October | The Essay

Soul to Soul: The new EQ dressing

The designers that won this fashion month did so with feeling. All hail the rise of clothes that deliver true emotional intelligence, says Tiffanie Darke

Tiffanie Darke

Pick a moment to define this fashion month, and it would be hard to beat an emotional Sarah Burton saying goodbye after her final collection for Alexander McQueen. The news that this shy but much respected designer was stepping down left fashion slightly heartbroken – her tearful turn on the catwalk brought a standing ovation. Burton’s well-thought-out aesthetic has deftly explored the tension between delicate femininity and female power, and it’s an aesthetic we are not done with yet. It speaks to womanhood, and the complex and myriad fragments that that identity experience involves. It has a conversation with every subject it dresses, examining her strength, understanding her softness, appealing to her fragility and elevating her power. This season Burton’s collection was a masterclass in that tension: romantic rose printed chiffon dresses floated alongside the high sexuality of slashed black suiting, the exaggerated shoulder of a navy overcoat embroidered in a trailing fringe of blood red silk. Just like the designer when she appeared to say goodbye, these clothes are emotional.

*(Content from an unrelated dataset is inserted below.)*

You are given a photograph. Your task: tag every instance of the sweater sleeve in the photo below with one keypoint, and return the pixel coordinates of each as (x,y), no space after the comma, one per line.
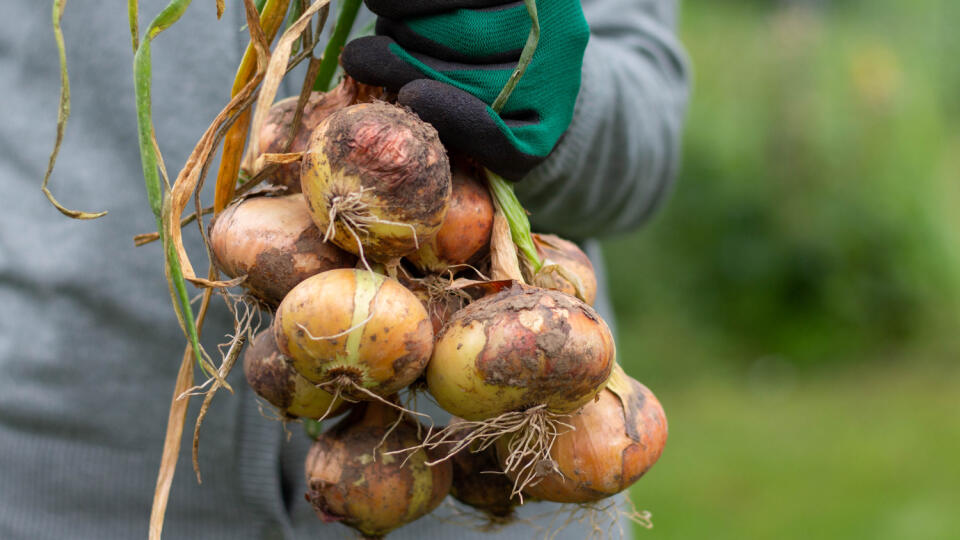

Chasing growth, volume and a shaky stock market, most brands this season rolled out a replay of traditional hits. The incessant need to produce hit handbags and blockbuster shoes in order to maintain insane growth trajectories is driving this, and ultimately sucking the life out of designers’ imaginations. Where was the newness at Gucci? It wasn’t even in the brief: Sabato de Sarno’s Gucci ‘Ancora’ (‘again’) collection was designed to speak to heritage classics. Saint Laurent returned to a blank canvas of plain cotton jumpsuits and pencil skirts. Dior, for all its backdrop of feminist sloganeering, was a safe play on the pretty woman DNA it has commercialised so well. We have not only seen all this before, we can actually buy it on second hand sites already – at half the price. The world does not need any more of these clothes: they exist already. So what is this fashion for anymore?

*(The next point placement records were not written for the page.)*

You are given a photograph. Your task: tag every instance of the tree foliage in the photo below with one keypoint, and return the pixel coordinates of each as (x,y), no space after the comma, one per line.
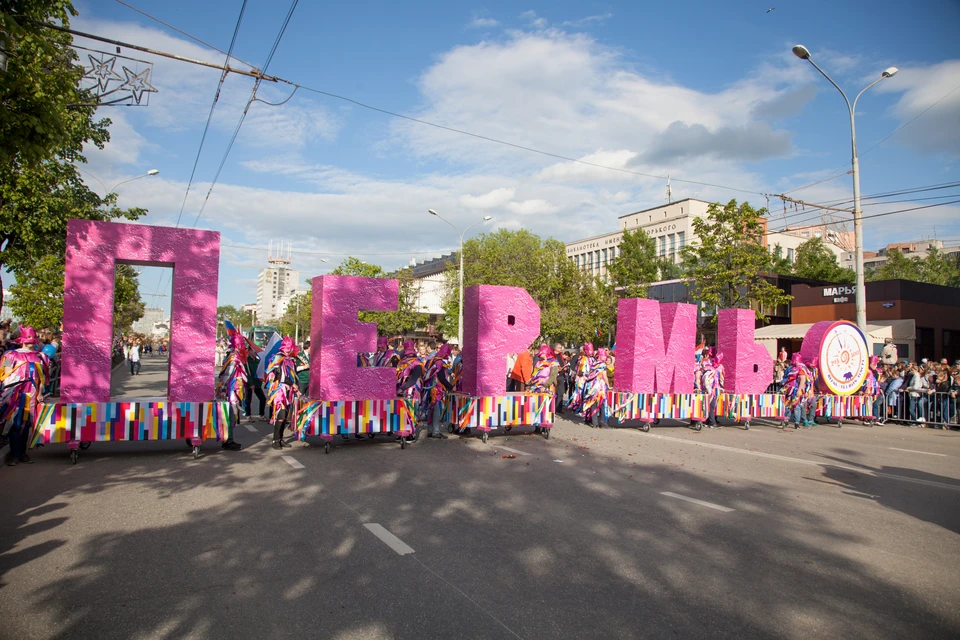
(44,126)
(389,323)
(726,266)
(814,260)
(38,294)
(573,307)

L: Alexander McQueen SS24 R: Bottega Veneta SS24

Fashion at its best is an emotion, a feeling, an insight into the way we live right now. With all the pressures on our planetary boundaries, clothes need to really earn their place in the world, and for that they need to do more than tick house codes. They need to feel the moment; to explore the heart space of the wearer. And a handful of designers answered this brief: Dries Van Noten, Loewe, The Row and Bottega Veneta among them. Each of these collections had something complex and interesting to say about womanhood, their collections so moving they draw an emotional response in the admirer. This is not status dressing, or fashion by numbers: this is design with emotional intelligence. It is EQ dressing, if you like.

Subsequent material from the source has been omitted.